IN the time of Harun-er-Rashid there was, in Baghdad, a rich merchant named Sindbad the Sailor, the source of whose wealth was a mystery. It seemed to be inexhaustible. For long seasons he kept open house, and his entertainments were the most magnificent of all save only those of Er-Rashid himself. All that riches could buy seemed at his disposal, and he lavished the good things of this life upon his guests. Pages, slaves and attendants there were in great number; his garden was spacious and beautiful, and his house was filled with every costly luxury.

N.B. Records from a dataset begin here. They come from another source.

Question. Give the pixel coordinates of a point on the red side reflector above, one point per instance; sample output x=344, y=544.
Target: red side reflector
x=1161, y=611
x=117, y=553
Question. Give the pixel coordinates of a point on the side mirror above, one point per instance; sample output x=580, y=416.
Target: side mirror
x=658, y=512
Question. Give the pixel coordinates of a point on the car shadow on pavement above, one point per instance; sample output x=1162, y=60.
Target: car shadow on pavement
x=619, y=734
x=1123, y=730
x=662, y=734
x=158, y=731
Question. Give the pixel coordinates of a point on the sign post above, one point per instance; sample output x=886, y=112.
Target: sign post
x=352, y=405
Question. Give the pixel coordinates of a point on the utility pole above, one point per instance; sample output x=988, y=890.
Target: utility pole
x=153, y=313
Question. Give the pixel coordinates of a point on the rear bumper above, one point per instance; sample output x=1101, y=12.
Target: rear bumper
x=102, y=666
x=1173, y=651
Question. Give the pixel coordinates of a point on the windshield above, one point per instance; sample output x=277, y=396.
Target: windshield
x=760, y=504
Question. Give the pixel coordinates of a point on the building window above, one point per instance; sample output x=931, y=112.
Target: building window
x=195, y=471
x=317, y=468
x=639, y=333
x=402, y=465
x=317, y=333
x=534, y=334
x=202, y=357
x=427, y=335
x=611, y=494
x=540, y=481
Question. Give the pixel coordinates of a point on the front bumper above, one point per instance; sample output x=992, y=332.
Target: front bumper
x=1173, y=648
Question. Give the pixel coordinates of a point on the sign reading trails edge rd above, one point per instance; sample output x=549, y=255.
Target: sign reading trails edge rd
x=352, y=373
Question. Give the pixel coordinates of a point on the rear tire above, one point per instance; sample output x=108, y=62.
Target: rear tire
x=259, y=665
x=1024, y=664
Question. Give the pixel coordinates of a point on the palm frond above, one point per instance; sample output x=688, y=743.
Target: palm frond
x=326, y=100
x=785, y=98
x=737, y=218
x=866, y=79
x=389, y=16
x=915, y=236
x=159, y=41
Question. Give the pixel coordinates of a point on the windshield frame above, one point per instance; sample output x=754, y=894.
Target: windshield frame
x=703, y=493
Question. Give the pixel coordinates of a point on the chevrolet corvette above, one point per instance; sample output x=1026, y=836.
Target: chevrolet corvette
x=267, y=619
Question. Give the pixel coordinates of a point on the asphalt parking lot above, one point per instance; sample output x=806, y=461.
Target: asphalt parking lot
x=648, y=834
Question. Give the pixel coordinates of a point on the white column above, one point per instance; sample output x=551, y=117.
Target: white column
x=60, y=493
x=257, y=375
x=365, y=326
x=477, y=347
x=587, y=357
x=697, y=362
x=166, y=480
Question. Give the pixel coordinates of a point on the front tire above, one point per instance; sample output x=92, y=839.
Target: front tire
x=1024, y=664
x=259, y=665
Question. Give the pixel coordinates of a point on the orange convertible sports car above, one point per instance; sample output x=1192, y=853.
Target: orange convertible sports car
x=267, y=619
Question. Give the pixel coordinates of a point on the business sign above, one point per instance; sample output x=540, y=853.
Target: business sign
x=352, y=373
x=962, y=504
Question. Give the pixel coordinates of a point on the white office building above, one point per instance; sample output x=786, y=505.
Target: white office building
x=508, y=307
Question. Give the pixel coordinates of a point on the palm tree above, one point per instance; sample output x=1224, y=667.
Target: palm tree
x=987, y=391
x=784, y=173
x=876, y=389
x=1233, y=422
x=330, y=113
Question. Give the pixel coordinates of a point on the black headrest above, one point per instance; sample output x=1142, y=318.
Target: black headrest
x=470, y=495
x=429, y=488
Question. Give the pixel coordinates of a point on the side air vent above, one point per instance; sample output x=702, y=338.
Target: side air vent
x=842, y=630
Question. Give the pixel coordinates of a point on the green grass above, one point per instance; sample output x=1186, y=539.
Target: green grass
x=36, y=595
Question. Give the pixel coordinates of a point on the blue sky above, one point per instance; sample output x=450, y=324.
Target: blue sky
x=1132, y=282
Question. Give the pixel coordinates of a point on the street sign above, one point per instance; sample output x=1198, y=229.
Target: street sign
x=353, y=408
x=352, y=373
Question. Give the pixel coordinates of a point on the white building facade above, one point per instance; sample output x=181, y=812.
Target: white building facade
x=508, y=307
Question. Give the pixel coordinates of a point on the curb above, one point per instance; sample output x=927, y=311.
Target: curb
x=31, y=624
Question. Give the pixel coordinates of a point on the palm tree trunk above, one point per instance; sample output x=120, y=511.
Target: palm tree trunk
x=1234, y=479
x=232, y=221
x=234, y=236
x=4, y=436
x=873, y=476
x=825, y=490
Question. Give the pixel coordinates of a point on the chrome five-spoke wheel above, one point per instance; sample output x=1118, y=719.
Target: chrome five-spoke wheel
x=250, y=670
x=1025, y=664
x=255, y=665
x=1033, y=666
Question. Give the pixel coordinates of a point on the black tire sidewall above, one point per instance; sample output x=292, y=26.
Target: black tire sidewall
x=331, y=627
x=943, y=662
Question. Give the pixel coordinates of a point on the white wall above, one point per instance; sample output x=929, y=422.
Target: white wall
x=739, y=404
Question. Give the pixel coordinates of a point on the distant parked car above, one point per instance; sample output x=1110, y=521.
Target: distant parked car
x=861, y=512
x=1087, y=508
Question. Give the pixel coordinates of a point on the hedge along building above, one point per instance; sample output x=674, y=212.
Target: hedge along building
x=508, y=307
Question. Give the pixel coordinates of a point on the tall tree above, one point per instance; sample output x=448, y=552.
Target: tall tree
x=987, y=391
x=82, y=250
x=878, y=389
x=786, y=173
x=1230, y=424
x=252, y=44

This Sindbad the Sailor has a story to tell—the story of his life—but he never told it to any until, one day, there came to him one Sindbad the Landsman, a man of poor and humble birth. This man pleased him greatly with an apt recitation dealing with the widely different lots dispensed by God to men, and, being pleased, he was struck with the happy conceit that, now Sindbad the Sailor was at last confronted with Sindbad the Landsman, it would be no bad thing were he to narrate the story of his life so that all might know his strange adventures and conjecture no longer as to the source of his fabulous wealth.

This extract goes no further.